From Figure 7, we can see that the NSGA-II-based model achieves the best Dis compared to the other two algorithms. The reason for this is that, based on Figure 4a,b, the NSGA-II-based model achieves worse results in terms of hiding failure; less information is then deleted and thus the side effect of Dis is not high. As we can see, the proposed GMPSO achieves a good performance in terms of the hiding failure, as shown in Figure 4a,b; more confidential information is deleted and the Dis value is thus increased. For sparse datasets such as foodmart and T10I4D100K, shown in Figure 7c,d, Dis for cpGA2DT, the NSGA-II-based model, and GMPSO is not higher, with a difference of less than 1%; GMPSO can thus show a good performance in terms of Dis. In summary, the designed GMPSO can achieve a good performance in terms of the four side effects and obtain optimized solutions compared to the other two approaches. Moreover, the designed GMPSO shows better flexibility than the single-objective cpGA2DT algorithm because the transactions for deletion can be selected based on user preference.

6.3. Scalability

We then evaluate the scalability of the compared algorithms in terms of database size. The results are shown in Figure 8. In Figure 8a, we can see that all compared algorithms almost achieve the same results expect the cpGA2DT algorithm under T10I4D150K dataset. The NSGA-II and the designed GMPSO have the same results for hiding failure. However, in Figure 8b, the designed GMPSO generates nothing of missing cost from the dataset size 100 K to 250 K, and increments 50 K each time. Moreover, the GMPSO has no artificial cost under the dataset T10I4D150K, but the cpGA2DT and NSGA-II still generate the side effect of artificial cost under the dataset T10I4D150K. Since it is a trade-off relationship between four side effects, the designed GMPSO somehow generates a slight database dissimilarity (Dis) compared to the other two algorithms, for example, under the dataset T10I4D100K. However, it only has 0.05% difference of the Dis compared to the other two algorithms. In general, the designed GMPSO still has obtained good effectiveness in terms of four side effects compared to the cpGA2DT and NSGA-II algorithms in terms of scalability.

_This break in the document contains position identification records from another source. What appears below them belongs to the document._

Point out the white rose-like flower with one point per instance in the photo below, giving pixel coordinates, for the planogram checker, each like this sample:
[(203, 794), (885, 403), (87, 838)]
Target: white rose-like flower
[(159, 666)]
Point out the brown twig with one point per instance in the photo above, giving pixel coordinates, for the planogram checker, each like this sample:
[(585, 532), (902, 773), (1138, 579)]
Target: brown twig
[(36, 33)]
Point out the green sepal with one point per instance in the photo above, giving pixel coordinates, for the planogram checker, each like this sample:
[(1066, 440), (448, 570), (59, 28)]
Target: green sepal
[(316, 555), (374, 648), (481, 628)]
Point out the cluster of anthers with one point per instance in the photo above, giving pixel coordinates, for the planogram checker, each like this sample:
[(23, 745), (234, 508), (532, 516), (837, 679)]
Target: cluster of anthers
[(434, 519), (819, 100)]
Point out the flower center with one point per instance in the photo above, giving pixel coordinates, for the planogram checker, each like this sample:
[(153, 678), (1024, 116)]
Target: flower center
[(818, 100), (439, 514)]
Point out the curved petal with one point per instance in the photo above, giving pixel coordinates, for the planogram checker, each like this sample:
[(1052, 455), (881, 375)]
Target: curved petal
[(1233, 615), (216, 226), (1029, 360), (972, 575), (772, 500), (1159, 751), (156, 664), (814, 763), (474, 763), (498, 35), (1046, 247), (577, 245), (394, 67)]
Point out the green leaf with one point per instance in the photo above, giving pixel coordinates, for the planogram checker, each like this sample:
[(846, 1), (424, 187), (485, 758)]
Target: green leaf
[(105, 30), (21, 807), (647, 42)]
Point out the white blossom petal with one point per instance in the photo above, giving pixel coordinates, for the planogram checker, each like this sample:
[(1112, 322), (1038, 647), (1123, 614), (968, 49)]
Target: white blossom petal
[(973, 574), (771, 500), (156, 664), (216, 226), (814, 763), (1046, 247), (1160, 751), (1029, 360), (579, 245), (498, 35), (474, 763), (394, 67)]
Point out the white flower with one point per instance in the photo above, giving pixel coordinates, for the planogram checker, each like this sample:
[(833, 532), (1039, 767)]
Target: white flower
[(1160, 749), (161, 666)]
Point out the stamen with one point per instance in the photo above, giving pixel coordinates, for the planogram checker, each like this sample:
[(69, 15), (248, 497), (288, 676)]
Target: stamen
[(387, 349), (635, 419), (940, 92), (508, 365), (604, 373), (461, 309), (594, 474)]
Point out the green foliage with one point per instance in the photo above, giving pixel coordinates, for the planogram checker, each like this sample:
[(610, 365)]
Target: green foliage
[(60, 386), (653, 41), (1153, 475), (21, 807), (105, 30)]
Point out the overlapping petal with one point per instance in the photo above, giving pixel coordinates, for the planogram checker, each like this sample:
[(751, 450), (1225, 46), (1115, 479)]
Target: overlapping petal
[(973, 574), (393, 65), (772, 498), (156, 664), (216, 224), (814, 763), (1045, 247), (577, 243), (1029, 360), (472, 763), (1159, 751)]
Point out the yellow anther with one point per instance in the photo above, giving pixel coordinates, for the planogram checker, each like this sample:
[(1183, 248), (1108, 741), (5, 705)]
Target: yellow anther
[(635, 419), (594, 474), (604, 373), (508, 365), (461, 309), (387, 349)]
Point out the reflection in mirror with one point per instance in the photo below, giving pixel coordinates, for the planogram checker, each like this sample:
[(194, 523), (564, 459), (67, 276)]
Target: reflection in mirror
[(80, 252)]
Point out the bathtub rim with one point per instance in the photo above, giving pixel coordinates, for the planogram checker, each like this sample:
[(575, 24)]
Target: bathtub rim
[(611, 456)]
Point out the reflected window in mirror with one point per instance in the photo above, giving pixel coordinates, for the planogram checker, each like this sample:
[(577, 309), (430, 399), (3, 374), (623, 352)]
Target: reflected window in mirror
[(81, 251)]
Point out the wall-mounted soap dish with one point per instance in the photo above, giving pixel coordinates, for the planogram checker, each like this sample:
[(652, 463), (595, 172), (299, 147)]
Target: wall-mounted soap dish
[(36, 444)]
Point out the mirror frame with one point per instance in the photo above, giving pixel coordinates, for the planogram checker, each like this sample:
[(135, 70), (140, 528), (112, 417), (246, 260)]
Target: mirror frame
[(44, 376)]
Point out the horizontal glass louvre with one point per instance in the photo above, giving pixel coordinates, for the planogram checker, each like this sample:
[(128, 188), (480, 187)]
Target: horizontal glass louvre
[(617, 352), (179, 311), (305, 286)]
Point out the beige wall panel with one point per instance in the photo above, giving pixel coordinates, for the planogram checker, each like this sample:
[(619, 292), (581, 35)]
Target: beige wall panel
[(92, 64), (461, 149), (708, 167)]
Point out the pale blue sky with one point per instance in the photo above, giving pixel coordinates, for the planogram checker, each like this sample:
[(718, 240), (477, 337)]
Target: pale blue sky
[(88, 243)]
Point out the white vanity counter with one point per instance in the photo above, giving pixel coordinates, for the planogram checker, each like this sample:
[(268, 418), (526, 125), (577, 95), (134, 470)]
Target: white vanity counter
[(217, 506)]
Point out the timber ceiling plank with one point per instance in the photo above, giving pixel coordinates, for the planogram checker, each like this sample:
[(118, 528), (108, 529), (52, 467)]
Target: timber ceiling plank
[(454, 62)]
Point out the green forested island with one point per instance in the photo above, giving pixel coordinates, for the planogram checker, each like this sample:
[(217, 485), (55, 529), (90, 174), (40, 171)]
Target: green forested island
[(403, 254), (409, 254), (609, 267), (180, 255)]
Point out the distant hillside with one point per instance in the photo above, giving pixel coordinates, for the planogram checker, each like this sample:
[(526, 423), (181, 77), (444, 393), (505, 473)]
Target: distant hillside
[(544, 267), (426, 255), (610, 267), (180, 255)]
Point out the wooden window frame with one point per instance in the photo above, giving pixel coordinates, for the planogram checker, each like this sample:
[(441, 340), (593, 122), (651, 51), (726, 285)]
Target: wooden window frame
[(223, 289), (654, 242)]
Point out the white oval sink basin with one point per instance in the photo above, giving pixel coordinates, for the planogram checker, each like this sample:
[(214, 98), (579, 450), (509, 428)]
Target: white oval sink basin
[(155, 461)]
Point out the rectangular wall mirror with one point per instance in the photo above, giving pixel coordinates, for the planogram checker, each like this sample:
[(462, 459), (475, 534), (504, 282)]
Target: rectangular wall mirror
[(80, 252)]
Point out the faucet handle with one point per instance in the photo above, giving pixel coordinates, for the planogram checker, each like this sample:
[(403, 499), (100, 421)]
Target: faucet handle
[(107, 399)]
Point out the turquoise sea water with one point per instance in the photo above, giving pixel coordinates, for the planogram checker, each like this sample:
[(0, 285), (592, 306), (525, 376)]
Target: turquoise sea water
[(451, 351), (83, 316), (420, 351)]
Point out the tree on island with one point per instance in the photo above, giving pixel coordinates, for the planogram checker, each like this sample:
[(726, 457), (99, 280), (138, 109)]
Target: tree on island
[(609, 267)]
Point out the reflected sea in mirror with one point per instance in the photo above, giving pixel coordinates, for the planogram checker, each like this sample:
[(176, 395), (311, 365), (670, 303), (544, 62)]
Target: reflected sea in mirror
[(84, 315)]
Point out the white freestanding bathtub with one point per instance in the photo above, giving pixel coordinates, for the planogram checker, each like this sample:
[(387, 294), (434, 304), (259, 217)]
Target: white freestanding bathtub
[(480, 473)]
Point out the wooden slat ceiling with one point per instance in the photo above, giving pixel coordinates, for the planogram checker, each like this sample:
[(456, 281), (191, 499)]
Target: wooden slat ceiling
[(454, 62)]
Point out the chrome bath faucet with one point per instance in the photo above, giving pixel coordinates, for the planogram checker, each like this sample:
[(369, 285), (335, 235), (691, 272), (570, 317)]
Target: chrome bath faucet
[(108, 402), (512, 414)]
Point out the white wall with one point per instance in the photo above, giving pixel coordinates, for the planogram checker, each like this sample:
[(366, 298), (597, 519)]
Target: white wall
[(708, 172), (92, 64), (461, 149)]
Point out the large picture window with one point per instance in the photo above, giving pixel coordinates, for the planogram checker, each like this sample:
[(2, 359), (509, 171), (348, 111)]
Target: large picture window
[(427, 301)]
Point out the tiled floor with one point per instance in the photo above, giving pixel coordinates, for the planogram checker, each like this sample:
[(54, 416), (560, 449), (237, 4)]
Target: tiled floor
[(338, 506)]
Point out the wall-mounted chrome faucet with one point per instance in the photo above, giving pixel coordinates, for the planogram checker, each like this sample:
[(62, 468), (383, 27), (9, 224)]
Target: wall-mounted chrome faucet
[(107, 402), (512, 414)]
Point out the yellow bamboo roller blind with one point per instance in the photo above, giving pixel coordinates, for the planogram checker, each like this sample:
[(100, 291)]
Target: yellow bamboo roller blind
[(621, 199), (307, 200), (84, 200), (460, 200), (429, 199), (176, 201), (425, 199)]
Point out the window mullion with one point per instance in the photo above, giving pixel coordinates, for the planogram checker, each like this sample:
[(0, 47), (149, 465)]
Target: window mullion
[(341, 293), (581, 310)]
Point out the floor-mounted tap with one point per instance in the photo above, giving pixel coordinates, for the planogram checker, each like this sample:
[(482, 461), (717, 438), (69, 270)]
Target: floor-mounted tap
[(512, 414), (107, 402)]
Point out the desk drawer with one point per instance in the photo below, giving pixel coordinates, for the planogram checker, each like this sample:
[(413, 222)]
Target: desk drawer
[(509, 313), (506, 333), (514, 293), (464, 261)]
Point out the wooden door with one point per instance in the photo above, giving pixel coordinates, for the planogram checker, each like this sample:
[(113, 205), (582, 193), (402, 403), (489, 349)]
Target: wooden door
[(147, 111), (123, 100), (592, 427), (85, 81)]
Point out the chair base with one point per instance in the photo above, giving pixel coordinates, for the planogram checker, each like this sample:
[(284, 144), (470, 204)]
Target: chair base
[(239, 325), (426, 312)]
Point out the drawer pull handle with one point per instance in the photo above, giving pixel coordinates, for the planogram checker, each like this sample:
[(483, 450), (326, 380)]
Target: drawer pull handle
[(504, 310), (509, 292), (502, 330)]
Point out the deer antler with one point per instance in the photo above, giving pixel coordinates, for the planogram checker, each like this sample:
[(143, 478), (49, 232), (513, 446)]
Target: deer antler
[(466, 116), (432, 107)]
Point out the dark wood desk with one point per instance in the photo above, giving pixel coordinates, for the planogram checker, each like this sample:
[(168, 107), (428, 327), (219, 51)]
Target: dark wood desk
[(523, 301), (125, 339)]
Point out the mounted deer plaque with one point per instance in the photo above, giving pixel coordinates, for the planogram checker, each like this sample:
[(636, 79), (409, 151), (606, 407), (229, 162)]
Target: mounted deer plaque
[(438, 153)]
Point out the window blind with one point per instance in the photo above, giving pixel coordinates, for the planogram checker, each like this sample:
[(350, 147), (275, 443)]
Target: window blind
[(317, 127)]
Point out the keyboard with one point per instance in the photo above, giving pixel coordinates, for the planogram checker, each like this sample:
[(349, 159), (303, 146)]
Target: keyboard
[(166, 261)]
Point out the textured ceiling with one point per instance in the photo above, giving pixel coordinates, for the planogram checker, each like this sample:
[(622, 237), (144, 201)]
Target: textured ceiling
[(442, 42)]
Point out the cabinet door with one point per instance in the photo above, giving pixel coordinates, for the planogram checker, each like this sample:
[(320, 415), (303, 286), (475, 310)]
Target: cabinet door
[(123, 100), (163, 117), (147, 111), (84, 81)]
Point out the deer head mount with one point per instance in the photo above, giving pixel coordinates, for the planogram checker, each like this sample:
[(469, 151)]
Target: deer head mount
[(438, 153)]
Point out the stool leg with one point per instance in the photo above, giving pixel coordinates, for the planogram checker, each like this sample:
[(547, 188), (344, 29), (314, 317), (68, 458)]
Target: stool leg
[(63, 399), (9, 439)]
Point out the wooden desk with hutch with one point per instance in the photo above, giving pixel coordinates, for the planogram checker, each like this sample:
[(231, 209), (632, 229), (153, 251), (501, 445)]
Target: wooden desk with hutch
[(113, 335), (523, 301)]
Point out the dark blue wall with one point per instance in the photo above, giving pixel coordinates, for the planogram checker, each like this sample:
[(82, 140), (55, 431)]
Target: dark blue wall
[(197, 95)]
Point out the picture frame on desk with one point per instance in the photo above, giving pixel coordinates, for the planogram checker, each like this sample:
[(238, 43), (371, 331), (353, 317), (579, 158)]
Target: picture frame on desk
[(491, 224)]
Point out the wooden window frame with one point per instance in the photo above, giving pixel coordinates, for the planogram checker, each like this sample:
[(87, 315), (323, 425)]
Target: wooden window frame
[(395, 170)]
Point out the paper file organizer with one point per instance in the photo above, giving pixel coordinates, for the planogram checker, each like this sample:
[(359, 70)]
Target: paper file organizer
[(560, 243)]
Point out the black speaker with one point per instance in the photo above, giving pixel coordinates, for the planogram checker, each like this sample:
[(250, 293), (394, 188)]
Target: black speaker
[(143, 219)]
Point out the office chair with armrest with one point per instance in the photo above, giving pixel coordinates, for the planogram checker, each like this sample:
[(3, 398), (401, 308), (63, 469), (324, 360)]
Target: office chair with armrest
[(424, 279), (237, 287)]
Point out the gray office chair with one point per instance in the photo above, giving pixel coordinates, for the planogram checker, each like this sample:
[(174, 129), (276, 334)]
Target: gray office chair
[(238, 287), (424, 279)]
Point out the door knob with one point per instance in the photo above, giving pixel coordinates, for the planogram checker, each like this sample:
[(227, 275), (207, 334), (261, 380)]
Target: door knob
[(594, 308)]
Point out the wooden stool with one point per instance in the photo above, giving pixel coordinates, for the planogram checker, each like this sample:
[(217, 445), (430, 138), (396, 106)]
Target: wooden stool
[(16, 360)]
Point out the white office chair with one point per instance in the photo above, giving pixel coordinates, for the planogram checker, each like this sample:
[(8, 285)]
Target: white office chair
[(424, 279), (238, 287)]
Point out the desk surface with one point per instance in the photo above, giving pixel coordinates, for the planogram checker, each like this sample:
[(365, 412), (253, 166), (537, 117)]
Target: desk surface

7. Conclusions and Areas of Future Study

In this paper, we first presented a grid-based multi-objective particle swarm optimization algorithm (called GMPSO) for data sanitization in the area of privacy-preserving data mining. Two updating strategies are utilized to find the better diversity of the obtained solutions. The pre-large concept is also utilized in this study to speed up the computations. From the results, we can see that the designed GMPSO achieves a good performance in terms of hiding confidential information (hiding failure), and occasionally obtains optimized results in terms of the missing and artificial costs. Because a trade-off relationship exists between the side effects, the GMPSO still obtains a minor side effect of database dissimilarity (Dis) compared to cpGA2DT and the NSGA-II-based model. In summary, the designed GMPSO achieves a good performance in terms of four side effects and provides higher flexibility than the other two algorithms.